PaddleOCR/docs/version3.x/deployment/mcp_server.en.md

195 lines
10 KiB
Markdown
Raw Normal View History

# PaddleOCR MCP Server
[![PaddleOCR](https://img.shields.io/badge/OCR-PaddleOCR-orange)](https://github.com/PaddlePaddle/PaddleOCR)
[![FastMCP](https://img.shields.io/badge/Built%20with-FastMCP%20v2-blue)](https://gofastmcp.com)
This project provides a lightweight [Model Context Protocol (MCP)](https://modelcontextprotocol.io/introduction) server designed to integrate the powerful capabilities of PaddleOCR into a compatible MCP Host.
### Key Features
- **Currently Supported Pipelines**
- **OCR**: Performs text detection and recognition on images and PDF files.

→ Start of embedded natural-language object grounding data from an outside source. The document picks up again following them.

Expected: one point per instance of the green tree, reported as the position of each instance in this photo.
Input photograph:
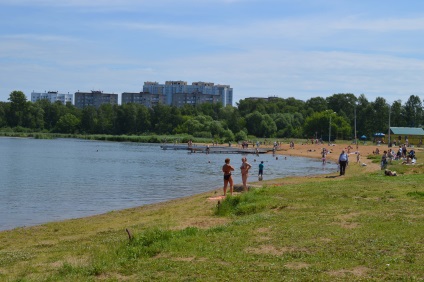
(67, 124)
(317, 104)
(253, 123)
(17, 110)
(413, 111)
(89, 120)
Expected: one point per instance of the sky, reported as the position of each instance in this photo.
(261, 48)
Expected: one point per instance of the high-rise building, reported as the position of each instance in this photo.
(144, 98)
(94, 98)
(52, 96)
(179, 92)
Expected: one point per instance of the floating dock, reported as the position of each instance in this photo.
(216, 149)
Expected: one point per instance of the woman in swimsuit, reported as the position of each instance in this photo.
(245, 166)
(227, 169)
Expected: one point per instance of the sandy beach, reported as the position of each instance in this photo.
(314, 151)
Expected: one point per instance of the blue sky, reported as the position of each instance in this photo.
(262, 48)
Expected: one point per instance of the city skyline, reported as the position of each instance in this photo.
(261, 48)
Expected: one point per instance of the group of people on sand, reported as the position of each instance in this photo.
(227, 169)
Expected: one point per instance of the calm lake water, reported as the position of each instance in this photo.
(51, 180)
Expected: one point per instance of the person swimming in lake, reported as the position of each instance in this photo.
(227, 169)
(244, 168)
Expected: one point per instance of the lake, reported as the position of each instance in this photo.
(52, 180)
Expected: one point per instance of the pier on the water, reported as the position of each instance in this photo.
(216, 149)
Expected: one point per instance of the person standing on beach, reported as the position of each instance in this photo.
(227, 169)
(261, 170)
(343, 162)
(245, 166)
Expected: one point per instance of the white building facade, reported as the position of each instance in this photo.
(176, 92)
(52, 96)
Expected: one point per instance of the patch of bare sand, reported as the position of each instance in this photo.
(359, 271)
(347, 220)
(272, 250)
(296, 265)
(314, 151)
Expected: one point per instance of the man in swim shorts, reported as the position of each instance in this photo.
(227, 169)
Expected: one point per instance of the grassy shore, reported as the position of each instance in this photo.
(360, 227)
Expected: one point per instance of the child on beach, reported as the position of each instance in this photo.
(227, 169)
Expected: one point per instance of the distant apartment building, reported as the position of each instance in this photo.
(94, 98)
(52, 96)
(144, 98)
(178, 93)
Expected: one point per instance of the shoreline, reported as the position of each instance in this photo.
(301, 150)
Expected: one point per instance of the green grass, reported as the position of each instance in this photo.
(362, 227)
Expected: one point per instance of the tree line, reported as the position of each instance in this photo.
(274, 117)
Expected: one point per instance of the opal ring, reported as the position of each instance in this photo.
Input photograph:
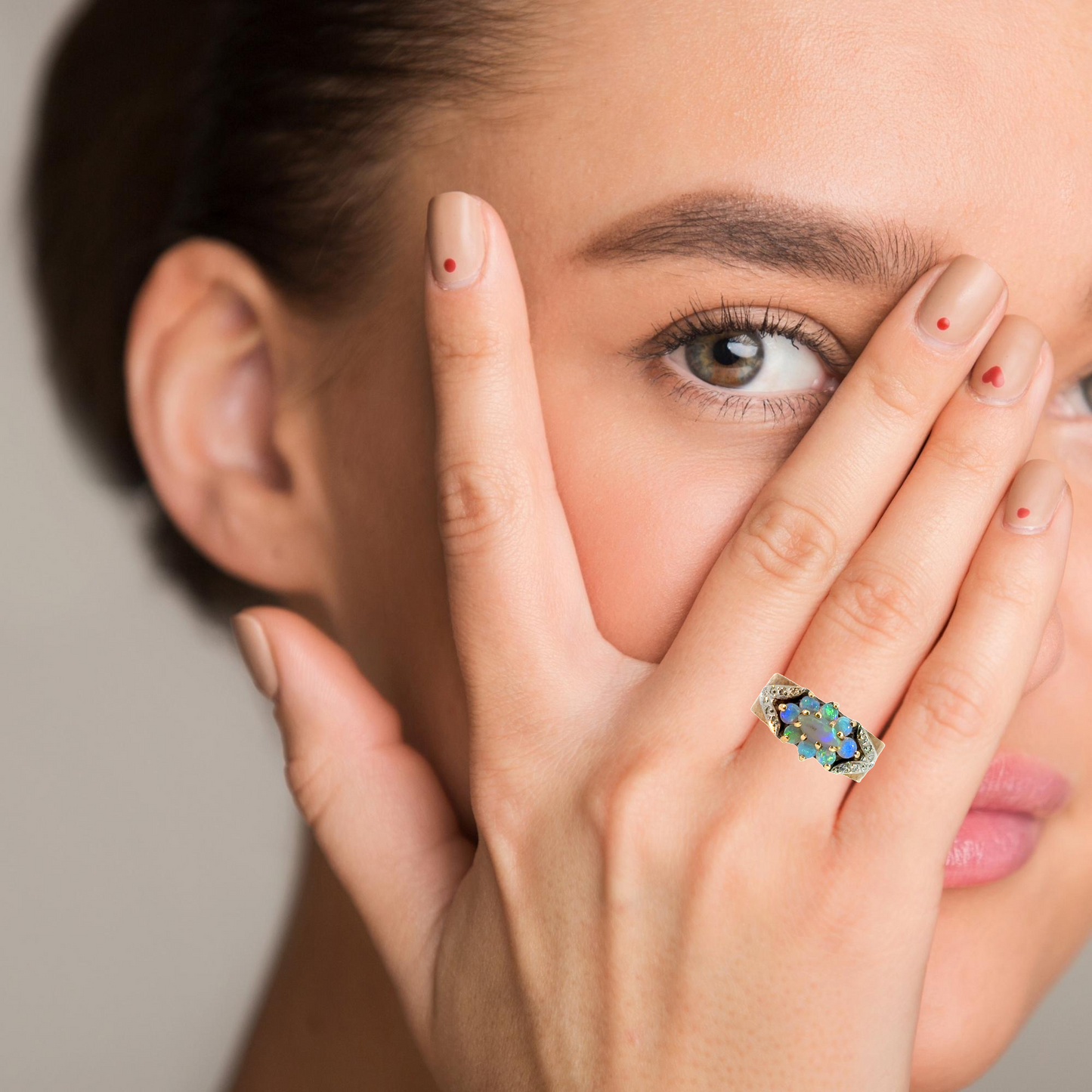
(817, 729)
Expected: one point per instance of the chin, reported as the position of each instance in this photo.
(982, 981)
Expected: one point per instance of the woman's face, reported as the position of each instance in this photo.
(809, 159)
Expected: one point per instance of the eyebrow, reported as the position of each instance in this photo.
(769, 233)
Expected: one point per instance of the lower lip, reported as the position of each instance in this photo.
(991, 846)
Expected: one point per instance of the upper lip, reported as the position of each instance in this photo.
(1017, 782)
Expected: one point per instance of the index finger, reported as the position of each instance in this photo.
(521, 616)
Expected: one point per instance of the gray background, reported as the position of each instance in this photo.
(147, 844)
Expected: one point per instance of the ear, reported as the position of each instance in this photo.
(223, 447)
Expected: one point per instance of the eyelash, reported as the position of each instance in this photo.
(725, 318)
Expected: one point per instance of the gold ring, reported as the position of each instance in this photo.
(817, 729)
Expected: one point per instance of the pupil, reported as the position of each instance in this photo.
(736, 350)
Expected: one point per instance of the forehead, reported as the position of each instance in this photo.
(971, 122)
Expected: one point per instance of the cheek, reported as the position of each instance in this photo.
(649, 518)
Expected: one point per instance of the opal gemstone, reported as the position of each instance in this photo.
(820, 723)
(793, 734)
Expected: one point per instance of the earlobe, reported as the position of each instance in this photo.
(203, 402)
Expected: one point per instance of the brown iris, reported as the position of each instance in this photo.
(731, 360)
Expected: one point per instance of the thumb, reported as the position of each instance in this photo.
(376, 806)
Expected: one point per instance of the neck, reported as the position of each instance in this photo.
(330, 1020)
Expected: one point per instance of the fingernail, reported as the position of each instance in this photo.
(1035, 496)
(957, 306)
(1004, 370)
(255, 647)
(456, 238)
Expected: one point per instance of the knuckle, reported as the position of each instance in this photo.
(1006, 584)
(871, 601)
(892, 393)
(625, 809)
(967, 454)
(787, 540)
(478, 503)
(950, 701)
(466, 351)
(314, 785)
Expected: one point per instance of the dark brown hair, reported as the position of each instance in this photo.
(275, 125)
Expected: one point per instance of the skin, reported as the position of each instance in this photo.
(299, 453)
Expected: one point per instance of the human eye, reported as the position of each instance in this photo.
(1075, 400)
(761, 362)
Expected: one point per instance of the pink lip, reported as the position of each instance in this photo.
(1001, 828)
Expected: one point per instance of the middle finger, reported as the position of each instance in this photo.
(822, 503)
(887, 608)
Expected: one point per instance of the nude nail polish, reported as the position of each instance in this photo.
(456, 238)
(960, 302)
(1003, 372)
(1033, 497)
(257, 655)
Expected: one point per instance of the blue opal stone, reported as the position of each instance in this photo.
(792, 734)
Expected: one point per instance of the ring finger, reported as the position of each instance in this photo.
(885, 611)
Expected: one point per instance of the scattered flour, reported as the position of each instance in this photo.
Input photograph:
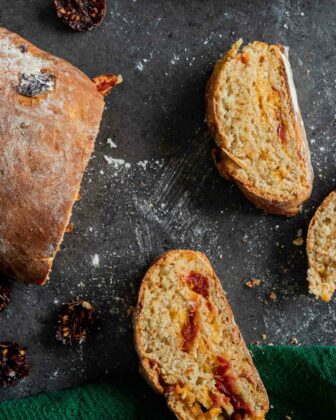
(117, 163)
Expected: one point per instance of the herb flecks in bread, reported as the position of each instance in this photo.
(254, 116)
(321, 250)
(189, 346)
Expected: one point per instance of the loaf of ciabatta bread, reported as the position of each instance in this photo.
(50, 114)
(321, 250)
(189, 345)
(254, 117)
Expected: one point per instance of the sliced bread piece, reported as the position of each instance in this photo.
(189, 345)
(254, 116)
(321, 250)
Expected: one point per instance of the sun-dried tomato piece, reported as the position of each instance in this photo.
(225, 383)
(5, 295)
(81, 15)
(198, 284)
(106, 82)
(190, 329)
(76, 322)
(281, 133)
(14, 364)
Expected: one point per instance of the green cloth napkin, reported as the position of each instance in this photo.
(301, 383)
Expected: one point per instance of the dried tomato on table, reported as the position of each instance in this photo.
(14, 364)
(81, 15)
(76, 321)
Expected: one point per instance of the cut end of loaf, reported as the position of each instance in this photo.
(189, 345)
(253, 114)
(321, 250)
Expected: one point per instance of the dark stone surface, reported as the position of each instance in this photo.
(166, 50)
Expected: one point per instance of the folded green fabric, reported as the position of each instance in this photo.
(301, 383)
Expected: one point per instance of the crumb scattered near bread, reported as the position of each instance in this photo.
(293, 340)
(321, 250)
(298, 241)
(253, 283)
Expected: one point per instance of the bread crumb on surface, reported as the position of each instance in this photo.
(293, 340)
(298, 241)
(252, 283)
(95, 260)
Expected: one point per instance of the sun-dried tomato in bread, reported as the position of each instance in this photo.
(81, 15)
(14, 364)
(198, 283)
(225, 383)
(76, 321)
(5, 295)
(106, 82)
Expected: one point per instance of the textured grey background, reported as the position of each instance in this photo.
(166, 193)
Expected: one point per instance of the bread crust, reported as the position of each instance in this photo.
(45, 144)
(268, 202)
(152, 375)
(310, 241)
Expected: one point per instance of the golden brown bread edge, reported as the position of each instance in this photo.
(260, 199)
(309, 243)
(150, 375)
(45, 144)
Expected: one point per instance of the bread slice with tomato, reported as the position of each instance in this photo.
(254, 116)
(321, 250)
(189, 345)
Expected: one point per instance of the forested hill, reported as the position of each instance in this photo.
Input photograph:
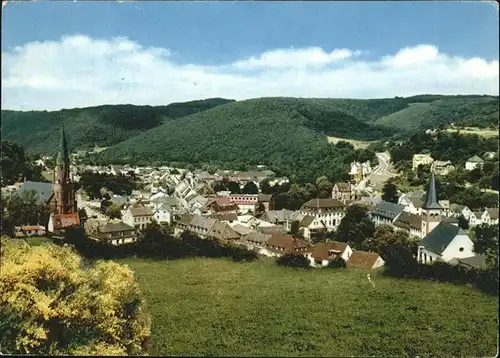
(368, 119)
(285, 133)
(38, 131)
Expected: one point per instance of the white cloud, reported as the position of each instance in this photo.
(79, 71)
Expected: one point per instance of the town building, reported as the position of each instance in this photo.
(445, 243)
(421, 159)
(360, 170)
(365, 260)
(138, 216)
(343, 192)
(457, 210)
(490, 216)
(278, 245)
(207, 228)
(473, 163)
(385, 212)
(431, 210)
(410, 223)
(442, 167)
(114, 232)
(323, 253)
(63, 207)
(327, 213)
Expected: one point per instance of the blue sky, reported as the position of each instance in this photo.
(211, 34)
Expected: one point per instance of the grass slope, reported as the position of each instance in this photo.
(217, 307)
(38, 131)
(263, 130)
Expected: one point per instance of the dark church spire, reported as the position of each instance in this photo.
(432, 201)
(63, 156)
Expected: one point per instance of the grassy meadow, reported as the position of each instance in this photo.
(216, 307)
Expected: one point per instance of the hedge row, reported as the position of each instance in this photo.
(484, 279)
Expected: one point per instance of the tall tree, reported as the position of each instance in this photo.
(486, 242)
(356, 226)
(390, 193)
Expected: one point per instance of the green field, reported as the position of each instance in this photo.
(217, 307)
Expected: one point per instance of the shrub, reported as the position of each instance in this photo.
(337, 262)
(53, 304)
(293, 260)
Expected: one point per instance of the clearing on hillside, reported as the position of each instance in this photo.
(217, 307)
(358, 144)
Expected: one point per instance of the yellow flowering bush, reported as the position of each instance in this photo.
(52, 302)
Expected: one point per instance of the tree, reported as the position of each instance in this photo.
(486, 242)
(293, 260)
(114, 211)
(26, 209)
(82, 215)
(390, 193)
(52, 303)
(463, 223)
(265, 187)
(395, 247)
(250, 188)
(356, 226)
(233, 187)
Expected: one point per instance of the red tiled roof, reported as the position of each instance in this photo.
(321, 251)
(316, 204)
(362, 259)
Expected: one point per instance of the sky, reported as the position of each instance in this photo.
(59, 54)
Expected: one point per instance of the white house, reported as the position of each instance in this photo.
(360, 170)
(473, 163)
(327, 213)
(421, 159)
(456, 210)
(490, 216)
(325, 252)
(163, 214)
(412, 204)
(475, 218)
(138, 216)
(159, 194)
(442, 167)
(446, 242)
(365, 260)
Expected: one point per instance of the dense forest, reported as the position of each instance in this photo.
(38, 131)
(268, 131)
(286, 134)
(16, 165)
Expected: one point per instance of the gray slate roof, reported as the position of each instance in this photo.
(387, 210)
(475, 159)
(478, 261)
(44, 190)
(439, 238)
(116, 227)
(431, 201)
(279, 216)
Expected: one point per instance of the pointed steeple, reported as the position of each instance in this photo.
(63, 156)
(431, 201)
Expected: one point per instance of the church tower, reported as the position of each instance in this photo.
(431, 210)
(64, 201)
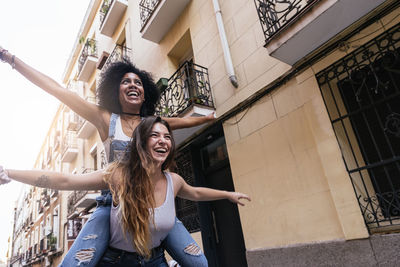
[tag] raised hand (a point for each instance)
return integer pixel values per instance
(4, 176)
(235, 197)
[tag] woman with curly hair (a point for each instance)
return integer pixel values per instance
(143, 211)
(126, 95)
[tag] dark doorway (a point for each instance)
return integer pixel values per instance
(220, 222)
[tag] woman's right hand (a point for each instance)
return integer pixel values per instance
(4, 179)
(4, 55)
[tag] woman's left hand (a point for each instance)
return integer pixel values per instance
(4, 179)
(235, 197)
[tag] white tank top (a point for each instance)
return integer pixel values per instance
(118, 135)
(164, 219)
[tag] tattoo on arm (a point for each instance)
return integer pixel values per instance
(43, 181)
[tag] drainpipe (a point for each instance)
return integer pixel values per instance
(225, 46)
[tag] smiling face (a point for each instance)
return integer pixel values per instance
(159, 143)
(131, 93)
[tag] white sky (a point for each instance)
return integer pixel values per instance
(42, 34)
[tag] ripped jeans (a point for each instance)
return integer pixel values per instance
(92, 241)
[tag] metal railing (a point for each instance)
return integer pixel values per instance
(362, 96)
(119, 53)
(90, 49)
(73, 198)
(146, 9)
(69, 141)
(276, 15)
(105, 7)
(189, 85)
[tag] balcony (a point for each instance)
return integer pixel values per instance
(295, 28)
(186, 93)
(69, 147)
(118, 54)
(84, 128)
(82, 199)
(53, 192)
(73, 119)
(87, 61)
(158, 16)
(111, 13)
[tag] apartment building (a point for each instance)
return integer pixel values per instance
(307, 101)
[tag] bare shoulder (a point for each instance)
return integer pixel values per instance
(177, 182)
(104, 124)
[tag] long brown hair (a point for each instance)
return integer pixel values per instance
(133, 187)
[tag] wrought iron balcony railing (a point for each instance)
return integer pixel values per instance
(69, 141)
(73, 198)
(119, 53)
(147, 8)
(90, 49)
(105, 7)
(276, 15)
(189, 85)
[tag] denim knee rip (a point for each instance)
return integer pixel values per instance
(193, 249)
(85, 255)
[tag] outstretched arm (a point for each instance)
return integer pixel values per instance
(187, 122)
(56, 180)
(205, 194)
(83, 108)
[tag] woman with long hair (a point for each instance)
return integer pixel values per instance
(142, 212)
(126, 94)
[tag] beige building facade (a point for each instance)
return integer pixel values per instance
(306, 95)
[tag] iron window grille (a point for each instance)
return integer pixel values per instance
(89, 50)
(146, 9)
(69, 141)
(189, 85)
(105, 7)
(186, 210)
(276, 15)
(362, 95)
(119, 53)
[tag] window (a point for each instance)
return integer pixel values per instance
(362, 96)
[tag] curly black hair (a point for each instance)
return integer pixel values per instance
(108, 88)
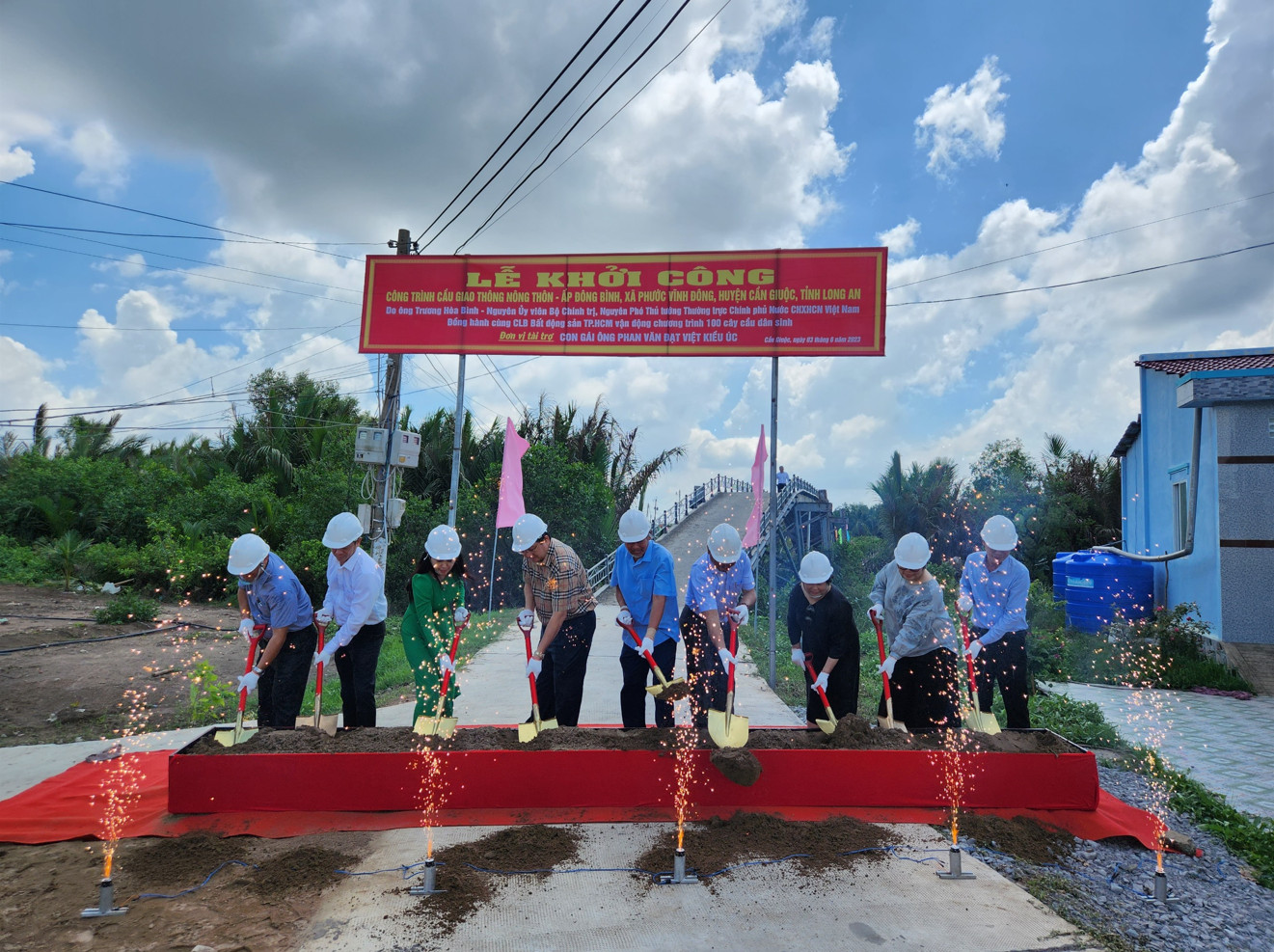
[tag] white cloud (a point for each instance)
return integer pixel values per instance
(901, 238)
(964, 122)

- **PP-StructureV3**: Recognizes and extracts text blocks, titles, paragraphs, images, tables, and other layout elements from an image or PDF file, converting the input into a Markdown document.
- **Supports the following working modes**:
- **Local**: Runs the PaddleOCR pipeline directly on your machine using the installed Python library.
- **AI Studio**: Calls cloud services provided by the Paddle AI Studio community.
- **Self-hosted**: Calls a PaddleOCR service that you deploy yourself (serving).
### Table of Contents
- [1. Installation](#1-installation)
- [2. Quick Start](#2-quick-start)
- [3. Configuration](#3-configuration)
- [3.1. MCP Host Configuration](#31-mcp-host-configuration)
- [3.2. Working Modes Explained](#32-working-modes-explained)
- [Mode 1: AI Studio Service (`aistudio`)](#mode-1-ai-studio-service-aistudio)
- [Mode 2: Local Python Library (`local`)](#mode-2-local-python-library-local)
- [Mode 3: Self-hosted Service (`self_hosted`)](#mode-3-self-hosted-service-self_hosted)
- [4. Parameter Reference](#4-parameter-reference)
- [5. Configuration Examples](#5-configuration-examples)
- [5.1 AI Studio Service Configuration](#51-ai-studio-service-configuration)
- [5.2 Local Python Library Configuration](#52-local-python-library-configuration)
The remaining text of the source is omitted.